Away test failures puncture Dhoni’s leadership aura

NEW DELHI, (Reuters) – Mahendra Singh Dhoni’s  one-match ban means the India captain will have time for an  introspective look as to where and when his Midas touch deserted  him as his team mates battle to avoid a series whitewash against  Australia in Adelaide.

Mahendra Singh Dhoni

Dhoni, who will miss next week’s fourth test after the ICC  banned him because of India’s slow over rate in the third test  defeat in Perth on Sunday, has enjoyed a fairytale rise from the  cricketing backwaters of the eastern Indian state of Jharkhand.

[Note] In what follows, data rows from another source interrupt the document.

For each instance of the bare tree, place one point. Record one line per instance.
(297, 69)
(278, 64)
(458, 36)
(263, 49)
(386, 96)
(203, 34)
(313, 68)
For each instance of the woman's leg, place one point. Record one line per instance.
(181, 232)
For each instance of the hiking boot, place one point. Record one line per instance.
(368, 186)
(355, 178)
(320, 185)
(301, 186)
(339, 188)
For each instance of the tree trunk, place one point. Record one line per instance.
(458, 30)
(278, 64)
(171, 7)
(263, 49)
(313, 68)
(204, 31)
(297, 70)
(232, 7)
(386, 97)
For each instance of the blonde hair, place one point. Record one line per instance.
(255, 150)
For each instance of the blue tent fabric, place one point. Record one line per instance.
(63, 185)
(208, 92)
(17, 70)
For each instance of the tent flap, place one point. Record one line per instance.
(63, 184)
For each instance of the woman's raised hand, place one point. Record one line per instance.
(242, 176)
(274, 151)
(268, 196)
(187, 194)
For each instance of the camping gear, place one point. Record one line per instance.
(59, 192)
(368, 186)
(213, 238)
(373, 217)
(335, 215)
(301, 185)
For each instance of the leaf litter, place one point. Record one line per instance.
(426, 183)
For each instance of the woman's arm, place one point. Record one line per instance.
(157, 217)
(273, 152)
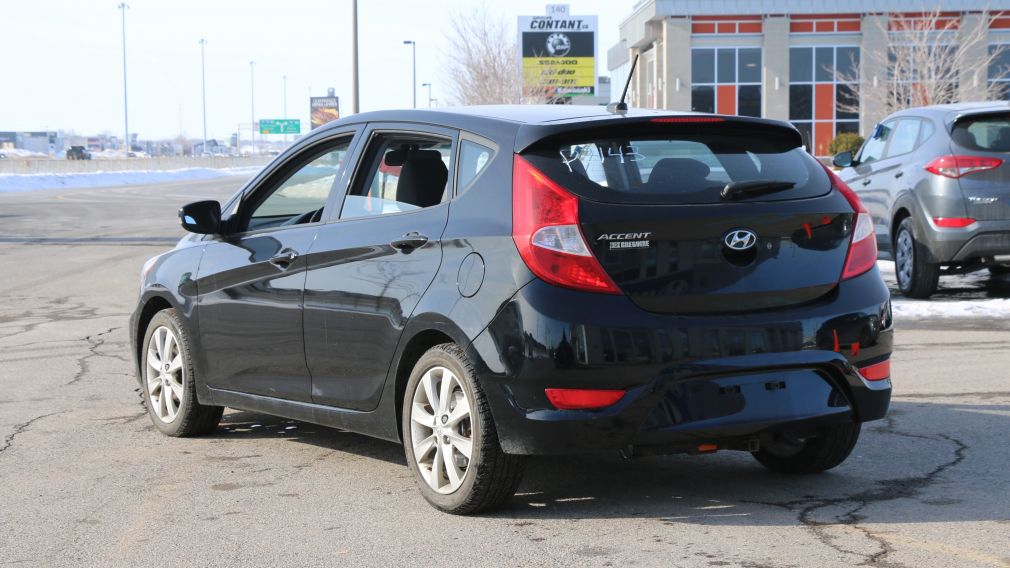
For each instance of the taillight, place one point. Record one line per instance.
(954, 167)
(863, 249)
(877, 371)
(582, 398)
(545, 229)
(953, 222)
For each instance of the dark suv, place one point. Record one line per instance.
(936, 181)
(484, 284)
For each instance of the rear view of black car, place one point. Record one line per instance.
(486, 284)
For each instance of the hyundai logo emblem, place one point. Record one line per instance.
(739, 240)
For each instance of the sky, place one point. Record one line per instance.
(61, 61)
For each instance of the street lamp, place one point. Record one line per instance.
(413, 82)
(428, 85)
(122, 8)
(251, 107)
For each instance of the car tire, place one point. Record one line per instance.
(917, 278)
(170, 386)
(828, 449)
(434, 430)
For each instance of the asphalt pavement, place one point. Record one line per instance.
(85, 479)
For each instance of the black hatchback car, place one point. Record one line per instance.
(485, 284)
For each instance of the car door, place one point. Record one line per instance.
(251, 279)
(369, 268)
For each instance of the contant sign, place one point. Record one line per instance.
(558, 55)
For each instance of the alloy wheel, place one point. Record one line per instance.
(904, 259)
(164, 373)
(441, 430)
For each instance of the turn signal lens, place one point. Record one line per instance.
(877, 371)
(582, 398)
(952, 222)
(545, 230)
(863, 249)
(954, 167)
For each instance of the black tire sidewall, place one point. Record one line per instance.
(169, 318)
(440, 358)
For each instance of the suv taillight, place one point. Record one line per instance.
(954, 167)
(545, 229)
(863, 250)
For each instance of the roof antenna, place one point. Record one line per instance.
(622, 107)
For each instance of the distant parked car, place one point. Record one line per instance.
(78, 153)
(936, 181)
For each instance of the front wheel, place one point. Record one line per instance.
(449, 438)
(169, 381)
(787, 454)
(917, 277)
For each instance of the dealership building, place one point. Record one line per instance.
(788, 60)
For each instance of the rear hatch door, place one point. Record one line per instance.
(652, 211)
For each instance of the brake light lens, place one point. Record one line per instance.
(863, 249)
(545, 230)
(953, 222)
(877, 371)
(582, 398)
(955, 167)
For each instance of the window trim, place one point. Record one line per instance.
(368, 136)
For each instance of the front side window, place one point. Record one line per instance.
(300, 197)
(402, 173)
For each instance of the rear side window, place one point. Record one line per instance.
(681, 166)
(988, 132)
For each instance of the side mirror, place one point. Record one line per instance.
(843, 160)
(201, 217)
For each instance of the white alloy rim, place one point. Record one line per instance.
(441, 430)
(166, 381)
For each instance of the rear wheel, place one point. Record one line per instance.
(169, 381)
(917, 277)
(786, 454)
(449, 437)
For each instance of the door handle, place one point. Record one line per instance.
(284, 259)
(409, 242)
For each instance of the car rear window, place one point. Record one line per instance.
(986, 132)
(680, 166)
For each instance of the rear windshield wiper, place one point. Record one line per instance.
(753, 188)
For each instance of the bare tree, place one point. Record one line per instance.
(929, 56)
(484, 61)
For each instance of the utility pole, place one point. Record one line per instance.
(253, 107)
(413, 81)
(203, 83)
(354, 57)
(122, 8)
(428, 85)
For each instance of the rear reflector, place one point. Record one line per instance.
(863, 249)
(545, 230)
(954, 167)
(877, 371)
(582, 398)
(953, 222)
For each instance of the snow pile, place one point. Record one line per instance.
(962, 296)
(33, 182)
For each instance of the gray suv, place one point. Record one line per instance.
(936, 181)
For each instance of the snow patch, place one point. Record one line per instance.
(33, 182)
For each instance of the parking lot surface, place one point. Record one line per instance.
(85, 480)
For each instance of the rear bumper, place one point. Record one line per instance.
(694, 380)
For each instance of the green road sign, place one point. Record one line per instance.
(280, 126)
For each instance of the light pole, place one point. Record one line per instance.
(413, 81)
(203, 87)
(354, 56)
(428, 85)
(122, 8)
(251, 107)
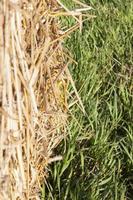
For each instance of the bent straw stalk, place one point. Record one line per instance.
(34, 79)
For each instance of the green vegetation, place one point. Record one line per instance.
(98, 153)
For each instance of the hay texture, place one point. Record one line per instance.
(34, 79)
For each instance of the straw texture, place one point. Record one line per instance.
(34, 79)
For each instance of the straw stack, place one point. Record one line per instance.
(33, 93)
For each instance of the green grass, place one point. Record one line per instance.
(98, 153)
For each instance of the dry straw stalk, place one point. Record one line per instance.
(34, 79)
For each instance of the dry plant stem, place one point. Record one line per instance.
(34, 79)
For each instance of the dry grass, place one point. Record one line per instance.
(34, 79)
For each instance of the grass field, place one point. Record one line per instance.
(98, 153)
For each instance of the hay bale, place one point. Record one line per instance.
(33, 93)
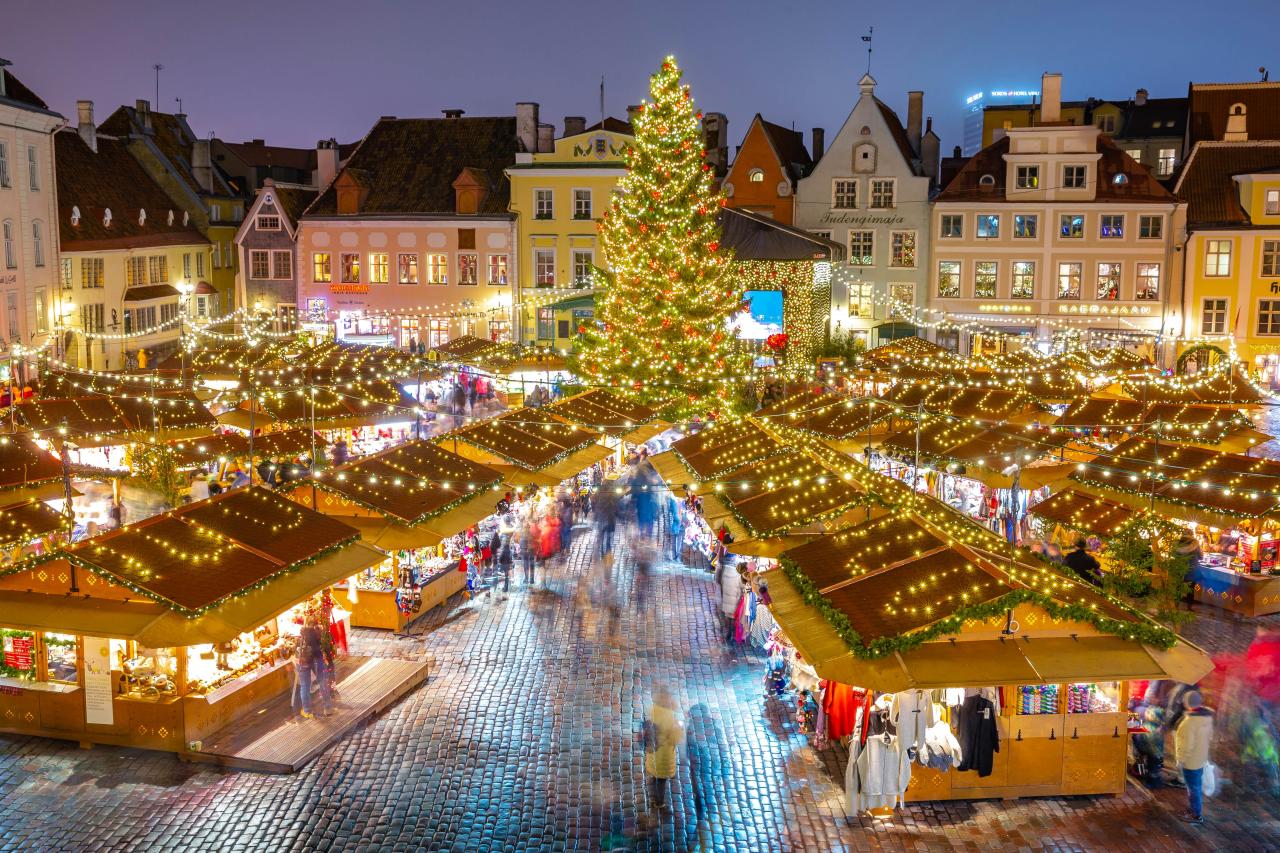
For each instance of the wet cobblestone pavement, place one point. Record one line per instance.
(525, 738)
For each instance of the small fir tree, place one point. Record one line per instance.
(664, 305)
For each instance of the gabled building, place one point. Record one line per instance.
(869, 192)
(28, 215)
(557, 196)
(182, 164)
(128, 254)
(414, 238)
(266, 243)
(1054, 233)
(768, 167)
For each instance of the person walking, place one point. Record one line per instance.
(664, 733)
(1191, 747)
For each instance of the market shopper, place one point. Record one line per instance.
(1191, 747)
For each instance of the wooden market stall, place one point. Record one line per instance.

In what seemed like a storyline straight out of a Bollywood  script, he led teams to Twenty20 (2007) and 50-over (2011) World  Cup victories and oversaw their rise as the number one test team  in the world, thus convincing many he was India’s best captain  ever.

His unflappable leadership, as much as his tactical  brilliance and uncomplicated approach, impressed most, including  a management institute in his home town Ranchi which wanted to  do a brain-mapping of the Indian captain.

It was a fairytale too good to last long and Dhoni met his  Waterloo in England last year, a nightmare that returned to  haunt him in Australia.

Dhoni’s brand of leadership, which earned him the nickname  of ‘Captain Cool’, was ridiculed by a cricket expert who likened  him to a clerk in an Indian bank – with no real passion or  anger.

In England, where a 4-0 whitewash completed in August robbed  the team of the top test status last year, Dhoni could at least  blame it on injuries to key players.

In Australia, following two  innings defeats that have left  them trailing 3-0, he has no such luxury.

    SURPRISED   

For quite a while, Dhoni has not looked quite in command and  the Perth test was a good case in study.

The sheer rarity of the move to field an all-pace attack,  axing off-spinner Ravichandran Ashwin to accommodate debutant  pace bowler Vinay Kumar, baffled most. “I’m surprised, a spinner could have exercised some control  here,” former captain Ravi Shastri rued on air as the Indian  pacers strayed their line and got hammered by Australian opener  David Warner on the first day.  In a way, Dhoni met his comeuppance and incurred a one-match  ban after India were found two overs short of target. It may not  have been the case had one of his frontline bowlers been a  spinner.